Monday, August 30, 2010

Sin and the Law 1

Paul has used a question/answer style earlier in Romans to raise possible objections to his way of thinking and then to answer them. [1] He resumes this approach in Romans 6. Romans 6 and 7 deal with one of the main objections to his teaching. He mentioned it back in 3:8. People are parodying him as if he were teaching, "Let us do evil that good may result."

So Paul hits this false accusation head on. "Shall we go on sinning so that grace may increase?" (6:1). "Shall we sin because we are not under law but under grace?" (6:15). Paul's answer in both cases is an emphatic "no": "By no means!"

In truth, no mainstream interpreter of Paul has ever accepted the old parady of Luther, "Sin boldly that grace may come." Luther never made this statement, and you will not find support for such an approach to sin from any mainstream Lutheran, Reformed, Baptist, Methodist or any other major Reformation tradition. Christian groups may differ in their definitions of sin and they may differ in how much they think a Christian will normally sin, but no tradition worthy of the name Christian will teach that Christians will continue to sin no differently than before they received the Holy Spirit.

What is confusing to so many readers is the role that Romans 7:13-25 plays in Paul's argument. So many us identify with the words in 7:19: "what I do is not the good I want to do; no, the evil I do not want to do--this I keep on doing." Perhaps even the majority of Christian readers of Paul today latch on to this sentiment because it fits with their own personal experience and then they ignore completely the context in which Paul makes it. It is perhaps the single greatest misunderstanding of Paul's writings, as common as it is completely wrong.

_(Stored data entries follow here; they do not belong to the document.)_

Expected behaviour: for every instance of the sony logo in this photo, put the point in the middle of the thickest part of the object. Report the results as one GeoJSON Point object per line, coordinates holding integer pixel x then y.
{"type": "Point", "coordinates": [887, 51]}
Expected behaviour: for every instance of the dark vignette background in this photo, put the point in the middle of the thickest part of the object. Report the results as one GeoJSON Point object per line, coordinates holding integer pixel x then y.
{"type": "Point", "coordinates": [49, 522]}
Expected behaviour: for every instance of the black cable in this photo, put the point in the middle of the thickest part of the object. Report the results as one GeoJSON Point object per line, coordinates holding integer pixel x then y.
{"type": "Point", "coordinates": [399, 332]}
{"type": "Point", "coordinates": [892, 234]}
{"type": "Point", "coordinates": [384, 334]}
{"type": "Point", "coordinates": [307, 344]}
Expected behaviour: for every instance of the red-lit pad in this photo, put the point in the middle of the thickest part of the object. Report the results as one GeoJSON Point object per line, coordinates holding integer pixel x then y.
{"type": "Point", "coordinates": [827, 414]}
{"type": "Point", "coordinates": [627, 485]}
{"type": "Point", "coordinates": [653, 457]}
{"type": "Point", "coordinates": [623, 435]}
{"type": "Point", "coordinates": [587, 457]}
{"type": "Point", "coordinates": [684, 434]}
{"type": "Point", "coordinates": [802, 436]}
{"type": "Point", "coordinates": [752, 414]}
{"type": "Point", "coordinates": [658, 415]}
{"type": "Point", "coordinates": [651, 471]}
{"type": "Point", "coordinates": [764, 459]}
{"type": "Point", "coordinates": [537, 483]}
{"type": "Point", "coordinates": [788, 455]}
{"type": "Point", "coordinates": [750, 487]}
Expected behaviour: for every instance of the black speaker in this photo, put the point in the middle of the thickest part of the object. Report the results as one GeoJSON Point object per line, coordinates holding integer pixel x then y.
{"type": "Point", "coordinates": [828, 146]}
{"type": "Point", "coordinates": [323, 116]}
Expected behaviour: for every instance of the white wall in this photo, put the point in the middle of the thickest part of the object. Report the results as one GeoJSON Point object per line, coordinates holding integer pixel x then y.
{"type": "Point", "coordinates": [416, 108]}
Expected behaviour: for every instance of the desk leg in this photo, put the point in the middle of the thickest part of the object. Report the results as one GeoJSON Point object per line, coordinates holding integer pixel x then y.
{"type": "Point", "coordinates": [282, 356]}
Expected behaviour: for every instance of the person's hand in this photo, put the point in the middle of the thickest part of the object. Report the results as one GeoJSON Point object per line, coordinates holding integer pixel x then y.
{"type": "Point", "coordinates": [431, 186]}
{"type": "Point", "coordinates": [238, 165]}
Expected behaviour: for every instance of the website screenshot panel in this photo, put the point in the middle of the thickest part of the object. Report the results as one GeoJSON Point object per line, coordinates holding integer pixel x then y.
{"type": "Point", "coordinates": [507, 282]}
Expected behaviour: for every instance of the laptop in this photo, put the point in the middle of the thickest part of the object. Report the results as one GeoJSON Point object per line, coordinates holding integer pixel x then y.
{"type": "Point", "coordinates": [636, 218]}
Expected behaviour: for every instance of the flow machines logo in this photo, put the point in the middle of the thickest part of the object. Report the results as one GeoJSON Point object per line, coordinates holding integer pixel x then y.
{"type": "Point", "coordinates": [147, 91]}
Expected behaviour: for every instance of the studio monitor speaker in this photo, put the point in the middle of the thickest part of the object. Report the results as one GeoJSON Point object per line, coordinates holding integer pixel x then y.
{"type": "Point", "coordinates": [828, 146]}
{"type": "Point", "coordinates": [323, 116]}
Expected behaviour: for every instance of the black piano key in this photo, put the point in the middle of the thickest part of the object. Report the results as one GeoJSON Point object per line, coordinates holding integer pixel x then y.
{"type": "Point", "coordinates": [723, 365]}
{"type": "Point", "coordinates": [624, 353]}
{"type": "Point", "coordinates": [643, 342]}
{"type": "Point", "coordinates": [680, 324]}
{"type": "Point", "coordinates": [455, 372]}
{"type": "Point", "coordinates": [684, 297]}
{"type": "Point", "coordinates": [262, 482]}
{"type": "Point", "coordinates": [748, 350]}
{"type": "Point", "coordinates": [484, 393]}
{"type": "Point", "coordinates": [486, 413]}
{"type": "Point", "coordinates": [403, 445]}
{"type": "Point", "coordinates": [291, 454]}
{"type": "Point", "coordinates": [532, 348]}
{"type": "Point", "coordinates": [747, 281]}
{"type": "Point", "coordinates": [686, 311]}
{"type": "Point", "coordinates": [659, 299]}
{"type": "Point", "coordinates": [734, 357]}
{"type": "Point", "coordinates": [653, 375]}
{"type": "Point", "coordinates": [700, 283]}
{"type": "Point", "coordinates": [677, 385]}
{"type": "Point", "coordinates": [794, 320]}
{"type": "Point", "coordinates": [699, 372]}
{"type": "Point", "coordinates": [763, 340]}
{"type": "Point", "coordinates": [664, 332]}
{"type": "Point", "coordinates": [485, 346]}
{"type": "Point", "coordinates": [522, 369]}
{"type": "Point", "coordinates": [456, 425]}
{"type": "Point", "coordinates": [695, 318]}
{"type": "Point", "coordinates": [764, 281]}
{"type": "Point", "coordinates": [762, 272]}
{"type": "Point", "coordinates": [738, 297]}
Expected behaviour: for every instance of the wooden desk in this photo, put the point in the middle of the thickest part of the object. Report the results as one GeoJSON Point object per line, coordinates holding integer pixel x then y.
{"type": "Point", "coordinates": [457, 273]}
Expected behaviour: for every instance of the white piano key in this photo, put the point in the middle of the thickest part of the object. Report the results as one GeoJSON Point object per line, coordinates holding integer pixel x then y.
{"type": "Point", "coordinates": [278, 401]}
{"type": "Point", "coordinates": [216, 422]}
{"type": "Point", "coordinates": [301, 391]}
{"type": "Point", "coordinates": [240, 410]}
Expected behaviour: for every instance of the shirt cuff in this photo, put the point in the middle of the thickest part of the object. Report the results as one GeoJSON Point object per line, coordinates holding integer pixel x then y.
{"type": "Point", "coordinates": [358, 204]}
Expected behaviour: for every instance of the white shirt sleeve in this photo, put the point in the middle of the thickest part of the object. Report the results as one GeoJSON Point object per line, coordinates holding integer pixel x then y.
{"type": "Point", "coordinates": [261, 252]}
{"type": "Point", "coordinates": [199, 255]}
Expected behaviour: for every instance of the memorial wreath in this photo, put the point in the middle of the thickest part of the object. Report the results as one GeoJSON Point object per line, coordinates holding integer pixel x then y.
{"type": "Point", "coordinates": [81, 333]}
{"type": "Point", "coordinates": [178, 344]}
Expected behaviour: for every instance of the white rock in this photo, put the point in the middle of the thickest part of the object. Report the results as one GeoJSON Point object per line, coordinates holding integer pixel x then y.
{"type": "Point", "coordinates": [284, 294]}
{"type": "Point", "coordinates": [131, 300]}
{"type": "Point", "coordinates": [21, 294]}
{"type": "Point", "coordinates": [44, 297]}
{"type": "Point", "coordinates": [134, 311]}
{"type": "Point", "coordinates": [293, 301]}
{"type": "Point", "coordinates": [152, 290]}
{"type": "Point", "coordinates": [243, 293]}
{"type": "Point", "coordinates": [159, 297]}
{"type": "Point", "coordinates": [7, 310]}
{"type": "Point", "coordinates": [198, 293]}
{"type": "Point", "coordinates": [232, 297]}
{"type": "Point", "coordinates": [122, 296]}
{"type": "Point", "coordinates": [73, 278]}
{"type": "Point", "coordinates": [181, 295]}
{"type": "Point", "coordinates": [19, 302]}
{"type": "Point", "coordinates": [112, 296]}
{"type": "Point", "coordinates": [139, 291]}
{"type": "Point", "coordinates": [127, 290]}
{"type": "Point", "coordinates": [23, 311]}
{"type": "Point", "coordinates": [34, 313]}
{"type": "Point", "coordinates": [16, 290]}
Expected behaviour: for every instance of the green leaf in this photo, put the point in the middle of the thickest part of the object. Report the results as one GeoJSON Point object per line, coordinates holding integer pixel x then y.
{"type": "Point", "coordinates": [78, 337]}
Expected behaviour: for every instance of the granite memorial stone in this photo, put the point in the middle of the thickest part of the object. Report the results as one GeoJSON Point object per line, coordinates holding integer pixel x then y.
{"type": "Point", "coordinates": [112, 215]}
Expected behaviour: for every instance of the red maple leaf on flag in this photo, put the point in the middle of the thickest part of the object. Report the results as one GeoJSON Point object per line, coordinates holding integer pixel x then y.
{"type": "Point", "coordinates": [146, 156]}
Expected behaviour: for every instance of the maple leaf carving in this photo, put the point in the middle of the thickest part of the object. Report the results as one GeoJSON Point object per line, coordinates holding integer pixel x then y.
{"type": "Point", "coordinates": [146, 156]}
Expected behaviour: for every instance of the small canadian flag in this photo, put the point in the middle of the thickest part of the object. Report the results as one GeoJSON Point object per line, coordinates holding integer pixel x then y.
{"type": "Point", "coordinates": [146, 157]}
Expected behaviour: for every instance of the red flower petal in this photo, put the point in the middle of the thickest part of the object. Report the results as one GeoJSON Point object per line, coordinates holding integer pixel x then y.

In context, Paul's argument has pushed him to his single most vulnerable point. What was God doing with the Jewish Law all those years if in fact, as Paul is arguing, it is not an effective path to God? Paul was saying that Gentiles did not have to observe the parts of it that were Jew-specific, things like circumcision. And he was saying that Jews were not able to be right with God on the basis of how well they kept it. But he also says that getting right with God on the basis of his grace administered through Christ is no excuse to sin, to "do wrong," which of course was defined more than anywhere else in the Law.

This line of thinking is confusing to us and it may have also been not a little confusing to the Romans as well (cf. 2 Pet. 3:16). So what is the Law good for, Paul? You say we are not under it but you say we do not violate it. You say it was never effective but then why did God institute it in the first place? It is these sorts of questions that lead to Romans 7, where Paul explains the role of the Law in God's plan and how that applies to believers.

I am convinced that a great deal of our confusion comes from the fact that Paul glides seemlessly between a number of different meanings for the word "law" in these passages...

tomorrow: definition of sin, different uses of the law

[1] Usually called a "diatribe" style.

2 comments:

Unknown said...

I understand that what I'm about to ask is probably somewhat out of context to this series. However, Paul seems to make a pretty direct statement about the telos of the law in Galatians 3:19-24 (as well as some startling metaphysical claims which are sure to inspire the later Marcion). My question here is what role does Galatians 3 play in Paul's understanding of the purpose of the law?

The reason I ask this is that I don't see so much the telos of the law in Romans 7 so much as using akrasia to explain the inability of the law to bring life (ie sin takes advantage of the commandment to produce death).

Perhaps you will cover this tomorrow, but I thought I'd ask.

Marc said...

Paul was saying that Gentiles did not have to observe the parts of it that were Jew-specific, things like circumcision. And he was saying that Jews were not able to be right with God on the basis of how well they kept it.

If by "it" you mean the circumcision part of the Law then I think you're spot on. Paul's argument only makes sens if it is the ritual stuff (circumcision, sabbath, kosher...) which he calls "ergon nomou" which cannot justify but that obedience to God's moral law, OT and NT is the way.

There are at least 3 types or sense of "law" in Romans:
1. God's Law: Timeless, all must obey or seek mercy. Summarised by Love of God and neighbour.
2. Ritual Law: The Jewish-only part (ergon nomou).
3. The Law of Sin and Death: Not Torah! but our predisposition to sin.

It is from the last of these that all humans are freed in Christ.

No Gentile is freed from Torah (Paul never says this) because they were never under it. Jesus did not fulfil Torah for us! nor even at all!!

What counts is keeping God's Law faithfully modelled no longer on Moses' works of Law but on Christ's faithfulness. The antithesis of Rom 3:28 and Gal 2:16 is not works/faith but Torah/Messiah.